For small and medium-sized businesses, that’s often the tipping point. You don’t want a provider that just delivers a service and then disappears behind support tickets and waitlists. You want someone who understands how your organization works and tailors your phone system accordingly. Precisely because being reachable directly impacts your customers and your internal peace of mind.
Safety and reliability are not secondary concerns
For many organizations, the phone is still the primary point of contact for customers, suppliers, and prospects. If that accessibility is compromised, you notice it right away. That’s why the underlying Internet connection be reliable, and the telephony solution must be tailored to how critical your availability is.
Team calls and VoIP can both be reliable, provided the foundation is solid. This includes network configuration, prioritizing voice traffic, good mobile connectivity, and a setup that can handle peak times. The solution itself is therefore only part of the story.
Security is also a factor. Not every company thinks of this first when it comes to telephony, but account misuse, incorrect configurations, or unclear management can indeed pose risks. Especially when employees work flexibly across multiple locations and devices, you want to make sure this is properly managed.
What is typically a good fit for which type of organization?
There is no one-size-fits-all solution, but there are certain patterns. Teams Calling often works well for organizations that already rely heavily on Microsoft 365, do a lot of hybrid work, and prefer to keep communication in a single environment. Examples include business service providers, consulting firms, and agencies where the laptop is the primary workspace.
A VoIP solution is often a good fit for companies that want to use telephony for more than just personal calls. For example, with reception desks, group numbers, call queues, phones at fixed locations, or specific availability rules. This is common among growing small and medium-sized businesses, support-oriented organizations, and companies with multiple roles or locations.
Sometimes, by the way, the best choice isn’t a strict either/or. There are situations where Teams makes sense for some employees, while other roles are better suited to a broader telephony setup. That’s precisely why it pays to look at the practical situation first and only then consider the platform.
Don't choose based on hype, but on actual use
Microsoft Teams is well-known and widely used, and for many companies, it’s already an integral part of their workday. As a result, using Teams for calls sometimes seems like the obvious next step. But just because it’s well-known doesn’t mean it’s the best telephony solution for your organization.
The same applies to traditional VoIP. Just because it’s been around for years doesn’t mean it’s outdated. For many companies, it’s actually the most logical, stable, and manageable choice—especially when telephony needs to do more than just make individual calls from a laptop.
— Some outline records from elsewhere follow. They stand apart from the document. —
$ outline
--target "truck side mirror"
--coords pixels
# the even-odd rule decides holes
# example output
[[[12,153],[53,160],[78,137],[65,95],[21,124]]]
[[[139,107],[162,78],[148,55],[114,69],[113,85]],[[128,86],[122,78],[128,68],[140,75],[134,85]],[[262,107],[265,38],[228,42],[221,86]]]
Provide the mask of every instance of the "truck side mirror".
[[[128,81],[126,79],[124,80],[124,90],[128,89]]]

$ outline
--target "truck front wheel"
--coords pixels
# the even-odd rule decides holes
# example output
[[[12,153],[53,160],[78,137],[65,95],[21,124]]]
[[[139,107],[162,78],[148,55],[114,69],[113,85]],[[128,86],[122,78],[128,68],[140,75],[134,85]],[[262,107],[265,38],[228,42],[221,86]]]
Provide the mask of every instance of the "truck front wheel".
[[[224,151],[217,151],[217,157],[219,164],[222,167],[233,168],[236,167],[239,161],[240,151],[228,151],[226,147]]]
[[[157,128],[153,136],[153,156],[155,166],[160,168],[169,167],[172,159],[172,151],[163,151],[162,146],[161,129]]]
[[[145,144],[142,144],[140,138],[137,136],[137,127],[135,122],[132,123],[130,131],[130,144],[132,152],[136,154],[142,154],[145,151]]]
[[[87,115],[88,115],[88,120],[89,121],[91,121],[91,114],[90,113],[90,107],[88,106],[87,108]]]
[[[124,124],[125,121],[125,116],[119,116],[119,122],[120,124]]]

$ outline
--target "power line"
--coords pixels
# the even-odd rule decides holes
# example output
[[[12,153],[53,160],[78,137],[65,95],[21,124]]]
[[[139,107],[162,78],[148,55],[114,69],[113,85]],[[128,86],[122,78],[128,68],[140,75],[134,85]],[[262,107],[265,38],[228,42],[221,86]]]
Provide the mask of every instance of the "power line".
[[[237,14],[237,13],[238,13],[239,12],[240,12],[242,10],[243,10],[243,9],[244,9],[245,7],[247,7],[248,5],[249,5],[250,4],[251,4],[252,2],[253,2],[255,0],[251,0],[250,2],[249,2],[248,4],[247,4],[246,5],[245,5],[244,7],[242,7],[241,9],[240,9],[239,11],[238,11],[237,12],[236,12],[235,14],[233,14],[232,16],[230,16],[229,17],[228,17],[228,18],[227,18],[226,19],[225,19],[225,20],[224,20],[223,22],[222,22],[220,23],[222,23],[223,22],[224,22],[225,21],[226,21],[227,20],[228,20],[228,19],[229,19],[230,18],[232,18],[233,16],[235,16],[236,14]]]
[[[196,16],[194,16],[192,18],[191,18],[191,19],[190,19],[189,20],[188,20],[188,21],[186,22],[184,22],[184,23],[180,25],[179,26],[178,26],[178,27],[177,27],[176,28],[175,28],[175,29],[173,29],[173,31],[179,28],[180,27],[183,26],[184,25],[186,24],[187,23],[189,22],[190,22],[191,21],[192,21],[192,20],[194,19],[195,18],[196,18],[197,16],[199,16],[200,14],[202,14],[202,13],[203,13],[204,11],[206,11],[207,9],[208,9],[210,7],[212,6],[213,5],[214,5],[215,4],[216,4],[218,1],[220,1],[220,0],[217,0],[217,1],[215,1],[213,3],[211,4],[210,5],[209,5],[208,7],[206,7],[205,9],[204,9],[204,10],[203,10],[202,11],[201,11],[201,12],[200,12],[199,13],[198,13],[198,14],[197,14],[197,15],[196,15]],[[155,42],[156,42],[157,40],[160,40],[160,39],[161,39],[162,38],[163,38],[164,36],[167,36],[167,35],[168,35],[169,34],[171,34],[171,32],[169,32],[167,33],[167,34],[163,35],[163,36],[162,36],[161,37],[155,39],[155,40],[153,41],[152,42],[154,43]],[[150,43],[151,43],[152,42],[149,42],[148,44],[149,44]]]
The most sensible approach, therefore, is a pragmatic one. Don’t focus on what sounds popular, but rather on what employees actually use, what customers expect, and where your organization is headed in the coming years. A solution should work well today, but shouldn’t get in the way tomorrow.
At Lennmedia, we’ve seen in practice that the best choice almost always comes from a thorough discussion about work processes, not from a list of features. Once you have a clear understanding of how your availability needs to work, the technology suddenly becomes a lot less complicated.
So the question isn’t just whether you should choose Teams calling or VoIP. The better question is: which solution will ensure you’re easily reachable—without any detours, without frustration, and without having to think about it all over again every week?